For B2B buyers who were already considering commercial blenders, Blendtec's "Will It Blend?" videos provided the memorable brand differentiation that supported a purchase decision — the buyer could tell the story of the videos to justify the premium purchase to colleagues or managers, providing social proof language for the internal champion.
Marketing Spend vs Return
The "Will It Blend?" series is notable for its cost efficiency: the initial five videos were produced for approximately $50 in materials. The ongoing series cost modest amounts for the materials being blended (the most expensive were flagship iPhones and similar consumer tech products, costing a few hundred dollars each). The production itself was minimal — a blender, a camera, a lab coat, and Tom Dickson.

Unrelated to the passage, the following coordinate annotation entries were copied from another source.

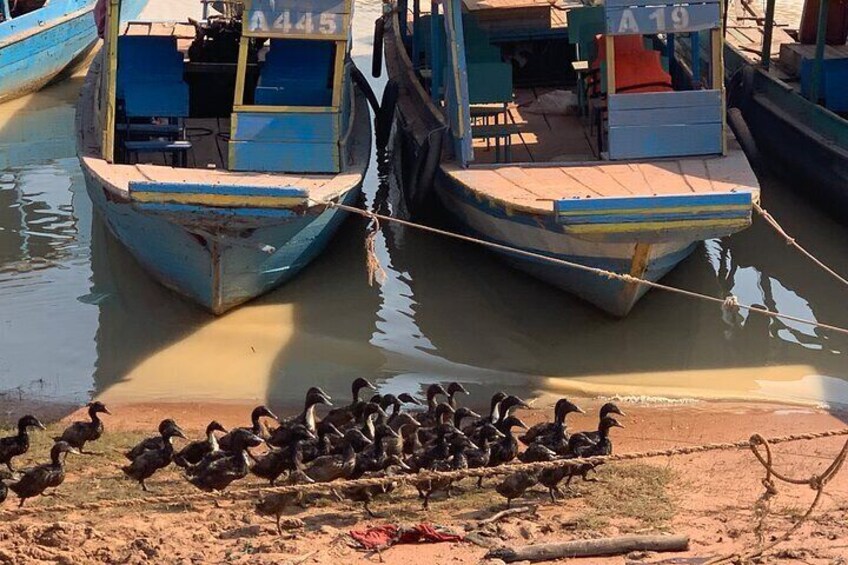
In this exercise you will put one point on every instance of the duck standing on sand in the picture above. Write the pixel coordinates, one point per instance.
(35, 480)
(18, 444)
(453, 390)
(79, 433)
(276, 503)
(515, 485)
(345, 415)
(257, 428)
(153, 443)
(218, 470)
(331, 467)
(556, 428)
(194, 452)
(148, 462)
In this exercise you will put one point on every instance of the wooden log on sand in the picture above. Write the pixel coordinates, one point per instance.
(590, 548)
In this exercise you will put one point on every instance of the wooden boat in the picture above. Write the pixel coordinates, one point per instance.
(40, 39)
(794, 96)
(213, 153)
(39, 42)
(632, 187)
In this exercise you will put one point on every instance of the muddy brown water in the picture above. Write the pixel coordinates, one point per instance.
(79, 318)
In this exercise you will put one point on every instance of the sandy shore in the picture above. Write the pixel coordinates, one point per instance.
(709, 497)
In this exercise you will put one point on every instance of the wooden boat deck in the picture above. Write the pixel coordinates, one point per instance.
(534, 187)
(543, 137)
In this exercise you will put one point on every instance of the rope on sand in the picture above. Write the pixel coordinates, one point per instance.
(626, 278)
(251, 493)
(815, 482)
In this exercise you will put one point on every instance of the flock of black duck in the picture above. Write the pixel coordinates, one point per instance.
(374, 437)
(33, 481)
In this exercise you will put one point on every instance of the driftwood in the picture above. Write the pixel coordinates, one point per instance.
(590, 548)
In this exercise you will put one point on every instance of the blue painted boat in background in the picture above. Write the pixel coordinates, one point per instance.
(245, 204)
(635, 173)
(37, 46)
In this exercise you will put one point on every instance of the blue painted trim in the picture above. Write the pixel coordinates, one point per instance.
(654, 202)
(212, 211)
(236, 190)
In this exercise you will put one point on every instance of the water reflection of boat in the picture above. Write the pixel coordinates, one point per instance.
(658, 173)
(274, 145)
(498, 320)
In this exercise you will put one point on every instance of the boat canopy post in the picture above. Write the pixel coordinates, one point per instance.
(695, 38)
(456, 93)
(435, 53)
(110, 77)
(768, 29)
(821, 35)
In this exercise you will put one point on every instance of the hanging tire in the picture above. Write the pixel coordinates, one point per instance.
(386, 114)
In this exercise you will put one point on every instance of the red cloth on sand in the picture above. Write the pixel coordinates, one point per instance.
(380, 537)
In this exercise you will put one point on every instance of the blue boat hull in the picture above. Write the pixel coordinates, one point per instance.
(477, 219)
(37, 47)
(223, 269)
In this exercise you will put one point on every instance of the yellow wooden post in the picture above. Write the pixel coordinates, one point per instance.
(241, 72)
(718, 81)
(338, 72)
(113, 17)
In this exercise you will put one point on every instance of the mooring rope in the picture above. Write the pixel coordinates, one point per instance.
(816, 482)
(251, 493)
(728, 302)
(791, 241)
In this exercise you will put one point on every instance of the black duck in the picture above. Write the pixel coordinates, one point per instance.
(515, 485)
(35, 480)
(392, 466)
(279, 460)
(562, 407)
(219, 469)
(331, 467)
(148, 462)
(153, 443)
(346, 415)
(18, 444)
(276, 503)
(456, 461)
(79, 433)
(194, 452)
(453, 390)
(257, 427)
(428, 418)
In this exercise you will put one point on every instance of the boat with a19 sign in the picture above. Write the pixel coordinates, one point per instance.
(214, 150)
(566, 130)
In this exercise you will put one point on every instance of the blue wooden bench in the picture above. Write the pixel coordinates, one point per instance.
(177, 149)
(150, 85)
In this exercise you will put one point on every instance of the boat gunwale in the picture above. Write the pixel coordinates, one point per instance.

The return on this investment — measured in brand awareness, web traffic, and the documented fivefold increase in retail sales — represents one of the most efficient marketing spend-to-outcome ratios in the documented case study literature. Blendtec achieved awareness and sales results that would have cost millions in traditional television advertising, with a content investment of thousands of dollars.
Series Longevity
The "Will It Blend?" YouTube channel (willitblend on YouTube) accumulated hundreds of millions of views across its library of over 250 videos. The series continued producing videos through the 2010s, adapting to new platforms (Facebook, Instagram) while maintaining the YouTube archive. The series demonstrates the long-tail value of video content: videos produced in 2006 and 2007 continued accumulating views years after production, providing ongoing organic reach without additional investment.
Lessons for Marketers
| Principle | Blendtec Application | Applicable To |
|---|---|---|
| The best product demonstrations are entertainment | Blending iPhones demonstrates blending power more memorably than any specification | Products with impressive capabilities can demonstrate them in entertainment formats rather than spec sheets |
| Use existing cultural moments as content triggers | Every Apple product launch became a Blendtec content moment | Brands can identify recurring cultural moments in their category and plan content creation around them |
| Early platform adoption generates disproportionate returns | Early YouTube presence when competition was minimal enabled outsized organic reach | Brands that invest in emerging platforms early get reach that later entrants must pay for |
| Audience participation extends content life | Asking "what should we blend next?" generated ideas and community investment in the series | Any content series can involve the audience in its direction to generate engagement and content ideas simultaneously |
Sources & Authentication
Every fact, figure, and claim in this case study is drawn from official company publications, earnings reports, documented press coverage of verified events, or directly cited primary sources. No marketing blogs or aggregator sites are used. Where figures are from official earnings reports or company statements, this is noted. We learn from primary sources and explain them in our own words.
Official Blendtec "Will It Blend?" YouTube channel — the primary source for view counts and video library.
Official Blendtec company website — product documentation and company history.
Content Marketing Institute documentation of the Will It Blend ROI case — references Tom Dickson's documented statements about sales impact.
Advertising Age's documented coverage of the Will It Blend campaign's commercial impact.